Usage
Installation
pip install msfiddle
PyTorch must be installed separately following the official PyTorch installation guide. Alternatively, install the optional inference extra:
pip install "msfiddle[inference]"
Downloading Pre-trained Models
Model weights must be downloaded before running predictions:
# Download to the default location (~/.msfiddle/check_point)
msfiddle-download-models
# Download specific models to a custom location
msfiddle-download-models --destination /path/to/models \
--models fiddle_tcn_qtof fiddle_rescore_qtof
To inspect current model paths:
msfiddle-checkpoint-paths
Running Predictions
Demo data:
msfiddle --demo --result_path ./output_demo.csv --device 0
Custom data:
msfiddle --test_data /path/to/data.mgf \
--instrument_type orbitrap \
--result_path /path/to/results.csv \
--device 0
--instrument_type accepts orbitrap (default) or qtof.
Custom model paths:
msfiddle --test_data /path/to/data.mgf \
--config_path /path/to/config.yml \
--resume_path /path/to/tcn_model.pt \
--rescore_resume_path /path/to/rescore_model.pt \
--result_path /path/to/results.csv \
--device 0
Integration with BUDDY and SIRIUS
Candidate formulas from the BUDDY/msbuddy command-line tool and the
SIRIUS command-line interface can be
incorporated to improve refinement results. --buddy_path and
--sirius_path accept native/original tool outputs. The older
msfiddle-normalized CSV files are still accepted but are deprecated and will be
removed in msfiddle 3.0.0.
First, run BUDDY/msbuddy with the same MGF file:
msbuddy -mgf /path/to/data.mgf \
-output /path/to/buddy_output \
-ms orbitrap \
-d
msbuddy writes msbuddy_result_summary.tsv in the output directory.

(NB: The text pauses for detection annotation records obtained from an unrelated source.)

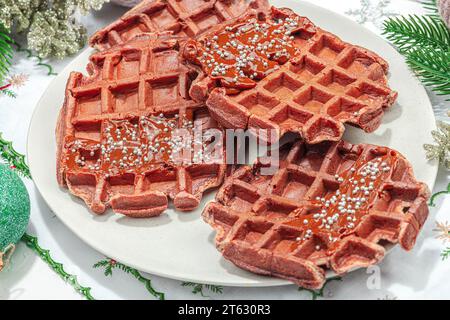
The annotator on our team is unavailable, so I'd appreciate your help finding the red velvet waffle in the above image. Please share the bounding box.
[90,0,269,50]
[56,35,226,217]
[203,141,429,288]
[185,8,397,143]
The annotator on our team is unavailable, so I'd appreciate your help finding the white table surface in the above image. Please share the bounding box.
[0,0,450,299]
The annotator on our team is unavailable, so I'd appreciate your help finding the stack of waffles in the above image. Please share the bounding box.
[56,0,429,288]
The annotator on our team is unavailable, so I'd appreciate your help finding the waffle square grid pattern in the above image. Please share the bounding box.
[203,141,429,289]
[57,35,226,217]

When -d is used, it also writes per-spectrum formula_results.tsv files
with per-candidate FDR scores. Passing the full output directory to
msfiddle is preferred because those detailed scores can be used directly.

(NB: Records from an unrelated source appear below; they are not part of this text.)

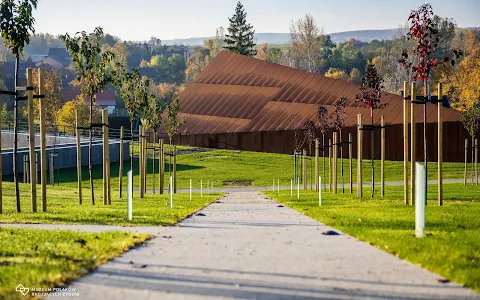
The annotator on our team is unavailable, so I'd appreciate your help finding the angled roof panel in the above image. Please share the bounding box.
[179,51,459,133]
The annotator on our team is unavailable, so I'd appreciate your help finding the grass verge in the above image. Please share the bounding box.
[44,150,464,190]
[264,184,480,292]
[0,182,221,226]
[0,227,150,300]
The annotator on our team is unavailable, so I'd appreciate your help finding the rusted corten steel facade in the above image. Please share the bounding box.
[172,51,476,161]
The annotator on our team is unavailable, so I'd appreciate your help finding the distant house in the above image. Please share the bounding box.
[48,48,72,61]
[36,55,70,70]
[63,85,117,115]
[138,67,166,83]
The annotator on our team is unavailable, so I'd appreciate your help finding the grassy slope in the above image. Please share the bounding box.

If only msbuddy_result_summary.tsv is passed, only rank 1 has an FDR score
and lower ranks are not used by the FDR threshold. See the
msbuddy command-line API
for the full option list.
Next, run SIRIUS and export formula summaries:
sirius --input /path/to/data.mgf \
--project /path/to/sirius_project \
formulas --profile orbitrap
sirius --project /path/to/sirius_project \
summaries --top-k-summary=5 \
--output /path/to/sirius_output
SIRIUS writes formula summary files such as
formula_identifications.tsv or formula_identifications_top-5.tsv.
SIRIUS 6 may require sirius login before formula computation. See the
SIRIUS command-line interface for
workflow details and the full option list.

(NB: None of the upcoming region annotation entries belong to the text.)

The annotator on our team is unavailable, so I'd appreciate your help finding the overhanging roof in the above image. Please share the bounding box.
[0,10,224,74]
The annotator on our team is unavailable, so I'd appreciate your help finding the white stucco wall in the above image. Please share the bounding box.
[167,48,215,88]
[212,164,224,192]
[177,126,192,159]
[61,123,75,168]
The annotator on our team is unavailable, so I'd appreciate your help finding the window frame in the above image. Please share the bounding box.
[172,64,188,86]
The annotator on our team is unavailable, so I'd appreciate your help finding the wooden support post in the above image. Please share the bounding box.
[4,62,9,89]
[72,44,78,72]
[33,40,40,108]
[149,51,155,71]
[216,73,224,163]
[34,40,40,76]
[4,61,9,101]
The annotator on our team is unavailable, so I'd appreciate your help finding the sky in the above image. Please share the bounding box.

Then pass those native/original outputs to msfiddle:
msfiddle --test_data /path/to/data.mgf \
--buddy_path /path/to/buddy_output \
--sirius_path /path/to/sirius_output \
--result_path /path/to/results.csv \
--device 0
You can also pass /path/to/buddy_output/msbuddy_result_summary.tsv or an
individual SIRIUS formula summary file directly. If only one external tool is
available, omit the other option. See File Formats for the native formats
and the deprecated msfiddle-normalized schemas.
Python API
For a single native MS/MS spectrum:
from msfiddle import predict_from_spectrum
candidates = predict_from_spectrum(
mz_array=[60.0, 85.0, 100.0, 125.0, 150.0],
intensity_array=[10.0, 50.0, 20.0, 35.0, 15.0],
precursor_mz=180.063,
adduct="[M+H]+",
top_k=5,
instrument_type="orbitrap",
collision_energy="Unknown",
device="cpu",
)
For repeated or batched use, instantiate a predictor once so model checkpoints are loaded once and reused:
from msfiddle import MsFiddlePredictor
predictor = MsFiddlePredictor(instrument_type="orbitrap", device="cpu")
results = predictor.predict_batch(
[
{
"id": "sample-1",
"mz_array": [60.0, 85.0, 100.0, 125.0, 150.0],
"intensity_array": [10.0, 50.0, 20.0, 35.0, 15.0],
"precursor_mz": 180.063,
"adduct": "[M+H]+",
"collision_energy": "Unknown",
}
]
)
MGF files can also be used from Python:
from msfiddle import predict_from_mgf
df = predict_from_mgf(
"/path/to/data.mgf",
instrument_type="orbitrap",
device="cpu",
)
The Python APIs are quiet by default and do not download checkpoints unless
download_models=True is passed. The CLI also requires checkpoints to be
downloaded before prediction and prints a checkpoint error with the
msfiddle-download-models command if they are missing.